Tutorial 1: Benchmark Generation

This tutorial provides a detailed guide for creating customized benchmark datasets with the dyn-benchmark package, focusing on configuring all available parameters to control community evolution and network structure.

Prerequisites

# Install the package if you haven't already
# pip install dyn-benchmark

# Import required modules
from dyn.benchmark.generator.groundtruth_generator import GroundtruthGenerator
from dyn.benchmark.generator.communities_generator import CommunitiesGenerator, RelativeOverlap, Match, Overlap
from dyn.benchmark.generator.edges_generator import SBM, BPAM, FastBPAM, PAM
from dyn.benchmark.generator.nodes_generator import RandomMemberGenerator
import networkx as nx
import numpy as np
import matplotlib.pyplot as plt

1. Community Generation Parameters

The CommunitiesGenerator is responsible for creating evolving communities and operates on two distinct levels:

Global generation parameters: These are set as attributes in the constructor and control the overall properties of the generation process.
Evolving Communities shape parameters: These are controlled by overriding specific methods that define probability distributions for community attributes like size, lifetime, and growth patterns.

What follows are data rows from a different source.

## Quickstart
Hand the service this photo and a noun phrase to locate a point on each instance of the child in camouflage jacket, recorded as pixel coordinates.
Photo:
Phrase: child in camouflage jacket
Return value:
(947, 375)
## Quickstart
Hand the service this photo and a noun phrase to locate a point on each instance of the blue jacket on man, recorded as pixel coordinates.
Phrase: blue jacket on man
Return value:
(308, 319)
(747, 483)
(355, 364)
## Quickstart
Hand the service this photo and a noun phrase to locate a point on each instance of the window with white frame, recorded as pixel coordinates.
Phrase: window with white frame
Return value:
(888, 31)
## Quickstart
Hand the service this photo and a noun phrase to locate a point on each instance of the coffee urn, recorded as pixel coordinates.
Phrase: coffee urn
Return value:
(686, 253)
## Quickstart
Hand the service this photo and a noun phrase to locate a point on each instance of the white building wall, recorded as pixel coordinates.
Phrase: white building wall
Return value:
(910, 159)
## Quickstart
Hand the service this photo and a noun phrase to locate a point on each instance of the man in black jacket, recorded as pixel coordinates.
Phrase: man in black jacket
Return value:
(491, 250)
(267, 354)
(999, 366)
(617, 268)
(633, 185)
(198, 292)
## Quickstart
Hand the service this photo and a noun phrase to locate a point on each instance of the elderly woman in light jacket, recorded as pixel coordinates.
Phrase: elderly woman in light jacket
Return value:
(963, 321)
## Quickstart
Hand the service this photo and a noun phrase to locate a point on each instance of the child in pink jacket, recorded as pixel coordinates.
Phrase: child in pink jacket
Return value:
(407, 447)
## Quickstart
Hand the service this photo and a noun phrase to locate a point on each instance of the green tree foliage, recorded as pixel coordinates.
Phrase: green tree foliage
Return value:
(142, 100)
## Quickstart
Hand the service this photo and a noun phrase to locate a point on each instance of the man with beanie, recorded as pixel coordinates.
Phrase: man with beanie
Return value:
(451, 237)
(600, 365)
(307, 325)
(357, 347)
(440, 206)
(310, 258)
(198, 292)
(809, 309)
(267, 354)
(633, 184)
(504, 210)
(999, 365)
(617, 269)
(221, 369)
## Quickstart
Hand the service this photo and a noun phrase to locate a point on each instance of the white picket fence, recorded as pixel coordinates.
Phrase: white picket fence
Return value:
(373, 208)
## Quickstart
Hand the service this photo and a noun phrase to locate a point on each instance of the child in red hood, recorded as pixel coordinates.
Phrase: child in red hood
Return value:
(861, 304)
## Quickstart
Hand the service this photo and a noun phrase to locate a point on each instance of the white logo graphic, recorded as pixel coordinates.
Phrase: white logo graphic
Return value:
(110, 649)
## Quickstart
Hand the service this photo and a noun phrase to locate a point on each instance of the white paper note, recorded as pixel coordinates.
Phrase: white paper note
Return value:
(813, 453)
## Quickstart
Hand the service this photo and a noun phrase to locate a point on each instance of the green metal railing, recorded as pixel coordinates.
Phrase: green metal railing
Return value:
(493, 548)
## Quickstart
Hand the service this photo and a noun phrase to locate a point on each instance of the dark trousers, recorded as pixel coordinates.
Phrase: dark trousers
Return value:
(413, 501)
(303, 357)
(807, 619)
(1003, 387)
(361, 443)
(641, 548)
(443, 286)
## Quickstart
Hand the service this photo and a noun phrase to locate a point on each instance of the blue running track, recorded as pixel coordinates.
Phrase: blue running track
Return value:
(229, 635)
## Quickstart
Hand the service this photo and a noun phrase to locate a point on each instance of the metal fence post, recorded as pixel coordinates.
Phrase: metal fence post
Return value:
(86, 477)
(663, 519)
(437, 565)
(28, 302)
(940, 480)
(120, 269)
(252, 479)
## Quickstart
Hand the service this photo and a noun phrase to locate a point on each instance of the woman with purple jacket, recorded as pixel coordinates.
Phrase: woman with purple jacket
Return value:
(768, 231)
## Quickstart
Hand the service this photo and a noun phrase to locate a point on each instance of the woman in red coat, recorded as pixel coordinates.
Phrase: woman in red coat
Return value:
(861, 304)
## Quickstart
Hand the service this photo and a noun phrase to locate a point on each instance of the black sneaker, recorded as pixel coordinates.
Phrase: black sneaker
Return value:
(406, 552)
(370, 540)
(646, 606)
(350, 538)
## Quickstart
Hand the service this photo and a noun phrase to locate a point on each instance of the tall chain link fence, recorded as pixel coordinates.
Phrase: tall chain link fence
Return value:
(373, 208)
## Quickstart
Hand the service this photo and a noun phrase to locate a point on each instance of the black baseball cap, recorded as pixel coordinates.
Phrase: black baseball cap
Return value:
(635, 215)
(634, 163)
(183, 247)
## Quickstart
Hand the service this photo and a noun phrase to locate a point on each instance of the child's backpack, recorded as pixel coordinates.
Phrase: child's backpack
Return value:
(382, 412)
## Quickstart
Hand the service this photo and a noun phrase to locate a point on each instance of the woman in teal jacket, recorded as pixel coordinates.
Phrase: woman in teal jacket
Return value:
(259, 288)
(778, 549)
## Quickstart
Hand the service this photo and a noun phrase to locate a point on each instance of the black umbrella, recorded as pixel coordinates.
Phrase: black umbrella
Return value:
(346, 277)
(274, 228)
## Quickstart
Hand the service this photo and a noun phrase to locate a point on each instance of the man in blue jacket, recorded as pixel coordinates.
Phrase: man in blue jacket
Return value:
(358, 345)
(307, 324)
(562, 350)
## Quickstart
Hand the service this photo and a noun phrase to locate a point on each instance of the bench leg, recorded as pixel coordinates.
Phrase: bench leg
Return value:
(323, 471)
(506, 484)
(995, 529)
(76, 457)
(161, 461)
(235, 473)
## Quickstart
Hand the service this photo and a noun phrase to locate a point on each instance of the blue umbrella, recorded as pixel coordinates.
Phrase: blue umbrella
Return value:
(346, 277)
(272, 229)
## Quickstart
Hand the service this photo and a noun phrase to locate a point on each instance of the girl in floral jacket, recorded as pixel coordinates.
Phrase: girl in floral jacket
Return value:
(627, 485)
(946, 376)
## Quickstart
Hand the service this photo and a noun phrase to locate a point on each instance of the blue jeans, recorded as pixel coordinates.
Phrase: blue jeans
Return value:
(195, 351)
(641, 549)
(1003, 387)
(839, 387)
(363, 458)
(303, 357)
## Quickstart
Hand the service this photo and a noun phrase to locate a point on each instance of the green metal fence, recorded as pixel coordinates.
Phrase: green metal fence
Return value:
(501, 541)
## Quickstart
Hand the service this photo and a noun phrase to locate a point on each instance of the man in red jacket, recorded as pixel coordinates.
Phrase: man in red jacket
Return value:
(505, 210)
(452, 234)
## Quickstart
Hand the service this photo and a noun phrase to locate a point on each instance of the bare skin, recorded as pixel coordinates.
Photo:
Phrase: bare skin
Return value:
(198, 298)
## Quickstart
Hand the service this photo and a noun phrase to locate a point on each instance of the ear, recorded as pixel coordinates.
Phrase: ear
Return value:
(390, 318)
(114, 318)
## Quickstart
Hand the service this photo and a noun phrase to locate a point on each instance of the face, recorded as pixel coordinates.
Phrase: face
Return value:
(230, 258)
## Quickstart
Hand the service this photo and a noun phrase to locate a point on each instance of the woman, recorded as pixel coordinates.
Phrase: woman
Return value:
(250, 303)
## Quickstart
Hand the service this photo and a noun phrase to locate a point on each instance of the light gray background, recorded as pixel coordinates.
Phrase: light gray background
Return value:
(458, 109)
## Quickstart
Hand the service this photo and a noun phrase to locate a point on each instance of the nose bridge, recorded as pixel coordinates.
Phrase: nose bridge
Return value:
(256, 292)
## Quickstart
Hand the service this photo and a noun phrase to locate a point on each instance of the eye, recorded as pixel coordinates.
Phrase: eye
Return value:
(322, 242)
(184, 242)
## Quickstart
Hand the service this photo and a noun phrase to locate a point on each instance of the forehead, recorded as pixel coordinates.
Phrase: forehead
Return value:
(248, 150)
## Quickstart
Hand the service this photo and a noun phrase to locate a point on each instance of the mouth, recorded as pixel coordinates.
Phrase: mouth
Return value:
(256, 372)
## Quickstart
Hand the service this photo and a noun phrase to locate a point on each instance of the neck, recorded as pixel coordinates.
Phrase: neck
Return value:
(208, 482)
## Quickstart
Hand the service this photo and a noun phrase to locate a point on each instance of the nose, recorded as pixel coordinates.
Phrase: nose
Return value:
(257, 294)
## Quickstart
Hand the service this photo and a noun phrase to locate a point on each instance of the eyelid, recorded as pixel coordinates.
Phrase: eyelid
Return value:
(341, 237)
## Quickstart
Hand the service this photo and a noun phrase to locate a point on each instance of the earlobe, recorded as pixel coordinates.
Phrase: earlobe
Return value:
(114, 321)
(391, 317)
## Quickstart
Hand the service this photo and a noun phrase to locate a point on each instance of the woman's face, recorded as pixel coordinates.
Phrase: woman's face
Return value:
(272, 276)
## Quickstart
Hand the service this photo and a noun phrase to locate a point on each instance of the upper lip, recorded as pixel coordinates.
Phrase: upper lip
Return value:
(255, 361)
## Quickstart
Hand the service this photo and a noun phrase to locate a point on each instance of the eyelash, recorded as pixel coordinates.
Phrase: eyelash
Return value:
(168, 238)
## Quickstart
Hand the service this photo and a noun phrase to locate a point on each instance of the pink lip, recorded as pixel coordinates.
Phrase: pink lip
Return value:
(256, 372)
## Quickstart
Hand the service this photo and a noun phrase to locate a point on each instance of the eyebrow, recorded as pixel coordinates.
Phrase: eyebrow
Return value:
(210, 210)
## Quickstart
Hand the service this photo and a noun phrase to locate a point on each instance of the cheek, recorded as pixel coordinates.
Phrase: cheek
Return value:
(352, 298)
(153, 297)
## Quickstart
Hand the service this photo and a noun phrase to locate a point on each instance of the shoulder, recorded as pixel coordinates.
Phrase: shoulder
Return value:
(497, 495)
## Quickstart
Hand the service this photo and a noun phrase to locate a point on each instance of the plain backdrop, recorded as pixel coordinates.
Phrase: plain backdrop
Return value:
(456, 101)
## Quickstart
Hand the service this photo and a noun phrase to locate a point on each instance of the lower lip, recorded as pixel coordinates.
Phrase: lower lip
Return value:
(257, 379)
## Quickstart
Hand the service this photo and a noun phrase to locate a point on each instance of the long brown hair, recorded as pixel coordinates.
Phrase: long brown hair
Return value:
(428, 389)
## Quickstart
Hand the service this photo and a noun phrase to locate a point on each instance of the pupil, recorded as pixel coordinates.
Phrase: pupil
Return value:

Global generation parameters

The following parameters can be set when instantiating a CommunitiesGenerator:

# Create a communities generator with fully customized parameters
community_generator = CommunitiesGenerator(
    # Basic parameters
    community_count=15,          # Number of evolving communities to generate
    snapshot_count=10,           # Number of snapshots in the temporal network
    community_size_min=5,        # Minimum size of any static community
    core_nodes_ratio=0.7,        # Ratio of members that stay in their community between snapshots
    matching_metric_type=RelativeOverlap,  # Algorithm for matching communities across snapshots
    seed=42                      # Seed for reproducibility
)

Matching metrics help identify when a community at time t corresponds to a community at time t+1. As defined in Aynaud et al. [AFGW13], matching metrics compare the intersection of nodes between communities to determine their continuity over time. The package implements three matching metrics:

# Match: min(|C0 ∩ C1| / |C0|, |C0 ∩ C1| / |C1|)
# Compares the relative size of the intersection to both community sizes
# Used when community sizes vary significantly
match_generator = CommunitiesGenerator(matching_metric_type=Match)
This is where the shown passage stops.